Updating function code

# Re-create the zip
zip -j deployment/aws/function.zip deployment/aws/lambda_handler.py && \
  cd src && zip -ur ../deployment/aws/function.zip zagg/ -i "*.py" && cd ..

# Update the Lambda function
aws lambda update-function-code \
  --function-name process-shard \
  --zip-file fileb://deployment/aws/function.zip

Testing

# Raise the open-file limit before fanning out: each concurrent worker holds
# one socket to the Lambda endpoint, and the default soft limit (often 256)
# would otherwise cap concurrency. See "Concurrency, workers, and file
# descriptors" below.
ulimit -n 8192

# Build a shard map
uv run python -m zagg.catalog --config atl06.yaml --short-name ATL06 --cycle 22 \
    --polygon antarctica.geojson

# Test locally first (no Lambda required)
uv run python -m zagg --config atl06.yaml --catalog catalog.json \
  --store ./test.zarr --max-cells 1

# Dry run with the Lambda orchestrator
uv run python deployment/aws/invoke_lambda.py \
  --config atl06.yaml --catalog catalog.json --dry-run

Concurrency, workers, and file descriptors

The Lambda backend fans out one synchronous invoke per cell across a thread pool, and each in-flight worker holds an open socket to the Lambda endpoint. Two limits bound how many can run at once, and the orchestrator checks both before dispatch so cells are never silently dropped:

  • Open file descriptors (ulimit -n). If concurrent workers exceed the process's open-file soft limit (256 on stock macOS / many Linux shells), invokes fail with OSError: [Errno 24] Too many open files — a client-side failure AWS never sees. The runner derives a safe ceiling from the soft limit and surfaces errno-24 with actionable guidance instead of a raw connection error.
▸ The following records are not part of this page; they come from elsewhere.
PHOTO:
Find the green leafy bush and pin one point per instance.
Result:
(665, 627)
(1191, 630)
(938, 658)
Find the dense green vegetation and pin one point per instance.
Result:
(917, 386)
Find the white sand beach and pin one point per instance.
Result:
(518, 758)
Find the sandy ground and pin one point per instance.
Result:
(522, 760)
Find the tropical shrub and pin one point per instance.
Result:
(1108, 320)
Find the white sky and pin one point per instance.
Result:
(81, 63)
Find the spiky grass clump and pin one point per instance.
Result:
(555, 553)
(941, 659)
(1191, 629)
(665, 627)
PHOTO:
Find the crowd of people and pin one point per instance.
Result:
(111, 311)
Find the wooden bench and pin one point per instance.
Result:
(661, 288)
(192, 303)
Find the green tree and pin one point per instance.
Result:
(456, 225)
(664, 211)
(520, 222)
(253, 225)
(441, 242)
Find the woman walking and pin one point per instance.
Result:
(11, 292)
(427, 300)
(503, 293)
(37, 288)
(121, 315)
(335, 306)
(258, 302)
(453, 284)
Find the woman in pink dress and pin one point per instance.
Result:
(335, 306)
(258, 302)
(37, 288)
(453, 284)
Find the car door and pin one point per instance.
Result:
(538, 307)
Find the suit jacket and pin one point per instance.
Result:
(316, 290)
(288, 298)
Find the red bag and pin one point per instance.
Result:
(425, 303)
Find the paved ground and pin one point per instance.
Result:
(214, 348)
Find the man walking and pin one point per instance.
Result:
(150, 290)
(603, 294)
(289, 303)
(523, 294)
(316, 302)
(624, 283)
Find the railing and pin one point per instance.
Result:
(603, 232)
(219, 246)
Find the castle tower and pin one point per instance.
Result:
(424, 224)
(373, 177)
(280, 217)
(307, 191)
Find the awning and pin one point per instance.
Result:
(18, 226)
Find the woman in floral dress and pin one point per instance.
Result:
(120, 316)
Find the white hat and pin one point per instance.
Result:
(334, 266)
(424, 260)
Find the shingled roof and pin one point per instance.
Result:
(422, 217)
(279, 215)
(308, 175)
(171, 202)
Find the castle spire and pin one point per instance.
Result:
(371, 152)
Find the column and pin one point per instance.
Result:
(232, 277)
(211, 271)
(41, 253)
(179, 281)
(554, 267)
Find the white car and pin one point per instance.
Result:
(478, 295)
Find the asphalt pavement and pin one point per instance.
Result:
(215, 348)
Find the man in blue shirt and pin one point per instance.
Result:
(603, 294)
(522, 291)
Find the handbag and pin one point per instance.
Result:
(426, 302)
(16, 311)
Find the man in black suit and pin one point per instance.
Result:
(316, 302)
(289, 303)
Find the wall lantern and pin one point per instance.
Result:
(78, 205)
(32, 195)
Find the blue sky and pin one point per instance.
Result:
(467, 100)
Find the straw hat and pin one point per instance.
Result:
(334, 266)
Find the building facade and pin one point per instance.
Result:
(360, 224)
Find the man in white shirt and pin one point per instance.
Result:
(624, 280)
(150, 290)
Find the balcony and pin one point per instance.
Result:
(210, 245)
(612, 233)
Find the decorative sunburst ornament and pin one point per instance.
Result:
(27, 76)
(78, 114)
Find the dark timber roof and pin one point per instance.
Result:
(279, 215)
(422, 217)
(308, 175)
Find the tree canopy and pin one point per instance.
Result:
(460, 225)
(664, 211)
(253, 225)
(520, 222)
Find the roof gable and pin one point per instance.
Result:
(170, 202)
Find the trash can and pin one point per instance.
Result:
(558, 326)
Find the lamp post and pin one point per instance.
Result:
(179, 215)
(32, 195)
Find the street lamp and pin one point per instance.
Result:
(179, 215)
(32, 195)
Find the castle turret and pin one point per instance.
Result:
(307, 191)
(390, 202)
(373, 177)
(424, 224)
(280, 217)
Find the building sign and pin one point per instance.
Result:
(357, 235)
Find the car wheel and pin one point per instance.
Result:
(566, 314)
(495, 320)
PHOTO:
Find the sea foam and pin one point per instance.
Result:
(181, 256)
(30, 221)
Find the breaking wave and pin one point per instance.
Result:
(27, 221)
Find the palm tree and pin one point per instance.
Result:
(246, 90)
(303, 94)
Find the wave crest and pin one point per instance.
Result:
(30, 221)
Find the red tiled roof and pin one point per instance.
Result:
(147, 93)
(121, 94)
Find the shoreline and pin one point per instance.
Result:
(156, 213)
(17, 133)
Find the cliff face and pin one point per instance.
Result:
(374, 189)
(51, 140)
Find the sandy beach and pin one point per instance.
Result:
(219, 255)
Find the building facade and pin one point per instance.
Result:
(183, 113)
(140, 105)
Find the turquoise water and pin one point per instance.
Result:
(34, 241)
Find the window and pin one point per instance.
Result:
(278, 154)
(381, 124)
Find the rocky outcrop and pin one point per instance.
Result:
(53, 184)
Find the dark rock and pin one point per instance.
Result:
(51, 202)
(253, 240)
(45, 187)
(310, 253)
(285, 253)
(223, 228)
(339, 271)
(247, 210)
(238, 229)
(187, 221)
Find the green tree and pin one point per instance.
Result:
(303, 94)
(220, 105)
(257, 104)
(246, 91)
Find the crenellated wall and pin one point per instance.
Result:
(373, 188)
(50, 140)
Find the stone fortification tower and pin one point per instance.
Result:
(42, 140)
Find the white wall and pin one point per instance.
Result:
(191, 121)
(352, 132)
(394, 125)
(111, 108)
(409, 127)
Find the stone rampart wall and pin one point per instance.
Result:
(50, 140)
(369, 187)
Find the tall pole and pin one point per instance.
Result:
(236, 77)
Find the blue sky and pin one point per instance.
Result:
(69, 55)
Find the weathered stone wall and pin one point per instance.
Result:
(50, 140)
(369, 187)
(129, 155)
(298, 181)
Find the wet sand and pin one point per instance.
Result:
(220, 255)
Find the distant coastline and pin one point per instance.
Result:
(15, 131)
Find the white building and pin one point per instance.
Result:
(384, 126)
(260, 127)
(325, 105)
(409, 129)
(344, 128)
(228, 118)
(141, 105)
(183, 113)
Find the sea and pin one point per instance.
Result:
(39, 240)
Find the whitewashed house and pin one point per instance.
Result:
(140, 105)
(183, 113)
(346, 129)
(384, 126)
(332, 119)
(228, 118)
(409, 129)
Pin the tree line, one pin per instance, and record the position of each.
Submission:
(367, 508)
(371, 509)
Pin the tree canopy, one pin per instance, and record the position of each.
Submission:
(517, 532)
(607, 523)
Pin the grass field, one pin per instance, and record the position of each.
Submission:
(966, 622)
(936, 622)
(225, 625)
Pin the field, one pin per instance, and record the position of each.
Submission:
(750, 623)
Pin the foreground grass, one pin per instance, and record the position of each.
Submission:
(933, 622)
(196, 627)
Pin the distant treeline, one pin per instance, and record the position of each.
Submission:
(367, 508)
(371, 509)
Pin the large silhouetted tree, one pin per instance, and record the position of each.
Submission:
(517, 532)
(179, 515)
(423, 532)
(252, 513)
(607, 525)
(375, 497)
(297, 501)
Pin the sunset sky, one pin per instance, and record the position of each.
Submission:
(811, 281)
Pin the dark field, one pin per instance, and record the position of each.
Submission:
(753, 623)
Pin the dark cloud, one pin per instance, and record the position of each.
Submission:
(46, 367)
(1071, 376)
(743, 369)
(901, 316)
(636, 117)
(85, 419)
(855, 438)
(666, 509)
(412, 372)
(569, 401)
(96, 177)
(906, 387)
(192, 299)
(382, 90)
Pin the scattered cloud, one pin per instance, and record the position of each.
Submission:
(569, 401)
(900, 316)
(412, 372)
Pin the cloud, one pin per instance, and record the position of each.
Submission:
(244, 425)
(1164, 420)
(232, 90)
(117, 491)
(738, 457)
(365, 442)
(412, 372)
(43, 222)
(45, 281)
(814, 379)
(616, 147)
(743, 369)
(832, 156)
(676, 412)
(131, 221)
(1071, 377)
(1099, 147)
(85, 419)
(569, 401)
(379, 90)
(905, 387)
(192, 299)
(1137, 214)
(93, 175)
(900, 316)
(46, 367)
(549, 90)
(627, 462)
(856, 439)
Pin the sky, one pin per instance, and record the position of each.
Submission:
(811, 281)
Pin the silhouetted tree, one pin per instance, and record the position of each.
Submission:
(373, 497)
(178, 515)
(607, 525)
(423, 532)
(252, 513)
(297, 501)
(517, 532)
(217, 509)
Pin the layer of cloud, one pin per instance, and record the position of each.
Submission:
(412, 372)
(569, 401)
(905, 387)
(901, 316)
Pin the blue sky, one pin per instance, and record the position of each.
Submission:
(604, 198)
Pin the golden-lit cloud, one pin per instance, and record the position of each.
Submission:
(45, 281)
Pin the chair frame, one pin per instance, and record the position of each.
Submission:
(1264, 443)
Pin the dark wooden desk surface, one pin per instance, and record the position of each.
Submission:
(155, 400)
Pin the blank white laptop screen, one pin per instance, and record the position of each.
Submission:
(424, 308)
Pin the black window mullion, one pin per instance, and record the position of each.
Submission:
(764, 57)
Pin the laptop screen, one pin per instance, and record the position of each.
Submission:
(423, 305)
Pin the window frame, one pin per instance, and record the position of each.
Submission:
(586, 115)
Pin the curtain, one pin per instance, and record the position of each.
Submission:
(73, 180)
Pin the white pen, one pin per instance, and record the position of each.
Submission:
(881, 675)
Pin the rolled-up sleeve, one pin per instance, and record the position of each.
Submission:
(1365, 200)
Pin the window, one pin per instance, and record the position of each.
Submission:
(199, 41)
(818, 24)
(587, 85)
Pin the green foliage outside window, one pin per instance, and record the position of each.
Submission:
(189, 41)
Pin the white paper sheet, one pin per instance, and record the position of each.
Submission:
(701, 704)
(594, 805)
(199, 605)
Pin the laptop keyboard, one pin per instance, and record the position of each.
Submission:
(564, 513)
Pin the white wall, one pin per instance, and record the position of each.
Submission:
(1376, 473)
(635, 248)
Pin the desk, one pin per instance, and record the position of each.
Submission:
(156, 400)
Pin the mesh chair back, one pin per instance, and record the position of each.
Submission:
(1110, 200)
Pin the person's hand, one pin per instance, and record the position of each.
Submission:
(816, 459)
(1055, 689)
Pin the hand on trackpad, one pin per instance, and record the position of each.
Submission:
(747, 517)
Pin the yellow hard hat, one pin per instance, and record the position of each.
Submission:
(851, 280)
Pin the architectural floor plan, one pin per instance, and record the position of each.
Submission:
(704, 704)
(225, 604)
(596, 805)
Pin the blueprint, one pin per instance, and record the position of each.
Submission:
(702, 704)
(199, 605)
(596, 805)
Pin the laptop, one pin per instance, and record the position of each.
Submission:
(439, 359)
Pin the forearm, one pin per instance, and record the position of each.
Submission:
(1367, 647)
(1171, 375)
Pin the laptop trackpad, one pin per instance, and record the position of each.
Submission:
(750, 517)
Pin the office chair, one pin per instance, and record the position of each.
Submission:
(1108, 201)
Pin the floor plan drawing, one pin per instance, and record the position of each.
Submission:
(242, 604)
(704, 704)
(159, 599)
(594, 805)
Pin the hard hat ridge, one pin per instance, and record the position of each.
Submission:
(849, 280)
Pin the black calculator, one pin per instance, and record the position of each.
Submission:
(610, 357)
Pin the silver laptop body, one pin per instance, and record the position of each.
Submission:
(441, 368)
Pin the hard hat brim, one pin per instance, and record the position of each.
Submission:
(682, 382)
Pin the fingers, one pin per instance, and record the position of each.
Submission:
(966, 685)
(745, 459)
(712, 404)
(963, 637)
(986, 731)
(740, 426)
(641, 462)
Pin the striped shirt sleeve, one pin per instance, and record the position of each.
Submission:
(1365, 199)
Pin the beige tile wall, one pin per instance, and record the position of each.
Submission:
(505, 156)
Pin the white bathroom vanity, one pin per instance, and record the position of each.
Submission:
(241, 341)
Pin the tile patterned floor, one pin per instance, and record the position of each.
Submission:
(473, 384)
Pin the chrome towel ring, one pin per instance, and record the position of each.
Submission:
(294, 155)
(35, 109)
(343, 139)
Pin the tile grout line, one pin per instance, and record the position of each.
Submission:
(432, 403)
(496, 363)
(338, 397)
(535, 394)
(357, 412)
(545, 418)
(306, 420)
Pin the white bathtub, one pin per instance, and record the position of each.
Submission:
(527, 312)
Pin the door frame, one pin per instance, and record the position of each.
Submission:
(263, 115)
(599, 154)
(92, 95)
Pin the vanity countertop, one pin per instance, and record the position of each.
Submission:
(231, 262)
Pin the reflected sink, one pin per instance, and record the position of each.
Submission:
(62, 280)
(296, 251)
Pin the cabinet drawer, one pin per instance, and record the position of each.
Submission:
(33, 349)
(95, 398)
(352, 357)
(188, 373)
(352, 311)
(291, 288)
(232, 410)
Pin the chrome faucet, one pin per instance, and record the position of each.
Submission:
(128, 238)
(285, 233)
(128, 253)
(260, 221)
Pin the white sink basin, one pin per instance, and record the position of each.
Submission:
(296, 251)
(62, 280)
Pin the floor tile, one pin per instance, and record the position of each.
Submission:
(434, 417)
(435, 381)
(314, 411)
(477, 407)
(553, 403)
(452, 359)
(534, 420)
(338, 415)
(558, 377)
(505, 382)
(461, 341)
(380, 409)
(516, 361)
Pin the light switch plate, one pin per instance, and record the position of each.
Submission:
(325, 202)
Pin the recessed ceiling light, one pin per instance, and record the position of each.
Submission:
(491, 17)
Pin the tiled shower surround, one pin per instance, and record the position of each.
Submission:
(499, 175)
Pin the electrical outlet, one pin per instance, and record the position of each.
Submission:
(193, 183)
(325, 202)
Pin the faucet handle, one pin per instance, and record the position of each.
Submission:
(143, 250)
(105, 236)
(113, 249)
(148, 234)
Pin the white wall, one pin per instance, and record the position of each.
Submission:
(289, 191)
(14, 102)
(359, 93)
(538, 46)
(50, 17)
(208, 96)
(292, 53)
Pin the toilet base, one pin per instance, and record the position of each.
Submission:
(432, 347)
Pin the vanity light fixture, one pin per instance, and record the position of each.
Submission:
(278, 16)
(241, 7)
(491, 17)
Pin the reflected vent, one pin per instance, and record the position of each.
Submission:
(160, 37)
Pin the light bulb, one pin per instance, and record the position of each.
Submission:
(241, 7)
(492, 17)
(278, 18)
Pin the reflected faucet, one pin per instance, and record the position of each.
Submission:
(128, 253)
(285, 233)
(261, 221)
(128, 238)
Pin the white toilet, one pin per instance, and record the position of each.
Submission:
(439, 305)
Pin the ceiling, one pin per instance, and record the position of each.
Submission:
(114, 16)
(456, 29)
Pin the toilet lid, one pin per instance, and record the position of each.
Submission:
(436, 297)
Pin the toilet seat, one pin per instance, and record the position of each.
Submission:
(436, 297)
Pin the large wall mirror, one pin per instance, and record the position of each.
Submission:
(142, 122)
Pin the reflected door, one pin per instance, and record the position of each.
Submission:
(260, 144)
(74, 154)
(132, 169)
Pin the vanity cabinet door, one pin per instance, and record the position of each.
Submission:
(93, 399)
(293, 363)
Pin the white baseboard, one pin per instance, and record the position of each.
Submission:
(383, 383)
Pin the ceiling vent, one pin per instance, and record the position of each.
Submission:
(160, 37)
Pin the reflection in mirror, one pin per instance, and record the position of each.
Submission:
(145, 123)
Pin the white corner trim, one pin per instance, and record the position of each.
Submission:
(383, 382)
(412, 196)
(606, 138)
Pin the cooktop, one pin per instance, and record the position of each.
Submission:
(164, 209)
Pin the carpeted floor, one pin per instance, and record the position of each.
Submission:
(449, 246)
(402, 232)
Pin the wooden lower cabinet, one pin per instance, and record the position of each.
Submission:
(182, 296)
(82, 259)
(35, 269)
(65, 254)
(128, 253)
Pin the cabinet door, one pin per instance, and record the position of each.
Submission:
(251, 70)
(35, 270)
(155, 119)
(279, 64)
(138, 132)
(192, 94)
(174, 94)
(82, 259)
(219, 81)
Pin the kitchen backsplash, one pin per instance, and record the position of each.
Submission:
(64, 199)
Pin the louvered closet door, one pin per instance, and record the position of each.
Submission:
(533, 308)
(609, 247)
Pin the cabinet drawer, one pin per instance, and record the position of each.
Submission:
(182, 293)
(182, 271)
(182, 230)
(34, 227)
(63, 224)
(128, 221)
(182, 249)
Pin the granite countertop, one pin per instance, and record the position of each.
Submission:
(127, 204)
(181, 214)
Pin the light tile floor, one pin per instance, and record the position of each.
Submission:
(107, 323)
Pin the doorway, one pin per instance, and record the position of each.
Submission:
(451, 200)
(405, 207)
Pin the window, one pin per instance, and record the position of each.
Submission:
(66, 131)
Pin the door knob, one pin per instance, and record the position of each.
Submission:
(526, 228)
Raise the limit before a large run: ulimit -n 8192.
  • Account Lambda concurrency. The runner reads the account ConcurrentExecutions ceiling and current usage (CloudWatch) and clamps workers to the available headroom (5% padding, floored at 100 free slots), so a run can't saturate the account pool and throttle itself or other Lambda activity. This degrades gracefully if the dispatch role lacks lambda:GetAccountSettings / cloudwatch:GetMetricStatistics — it then bounds workers by the FD limit alone.

Keep --max-workers ≤ min(ulimit -n − headroom, account concurrency). The orchestrator enforces this automatically; setting ulimit -n higher simply raises the FD ceiling it can use.

Performance

Metric Value
Average execution time 2--3 minutes per cell
Maximum execution time 10 minutes
Lambda timeout 12 minutes (720s)
Configured memory 2048 MB
Typical memory usage 1--1.5 GB
Cold start 3--5 seconds

Cost Estimate

Per invocation (180s average, 2 GB memory): ~$0.006

Full run (~1,300 cells at order 6): ~$2 including S3 and CloudWatch costs.

Troubleshooting

Missing s3_credentials

Ensure your orchestrator script calls get_nsidc_s3_credentials and passes the credentials to each Lambda invocation.

No granules found

This is normal for cells outside the data coverage area. The function returns gracefully with error: "No granules found".

S3 write permission denied

Check that the Lambda execution role has s3:PutObject permission for the output bucket.

Too many open files

[Errno 24] Too many open files means concurrent workers exceeded the open-file soft limit and cells would be dropped. Raise it (ulimit -n 8192) or lower --max-workers. See "Concurrency, workers, and file descriptors" above — the orchestrator now clamps workers to the FD and account-concurrency limits automatically.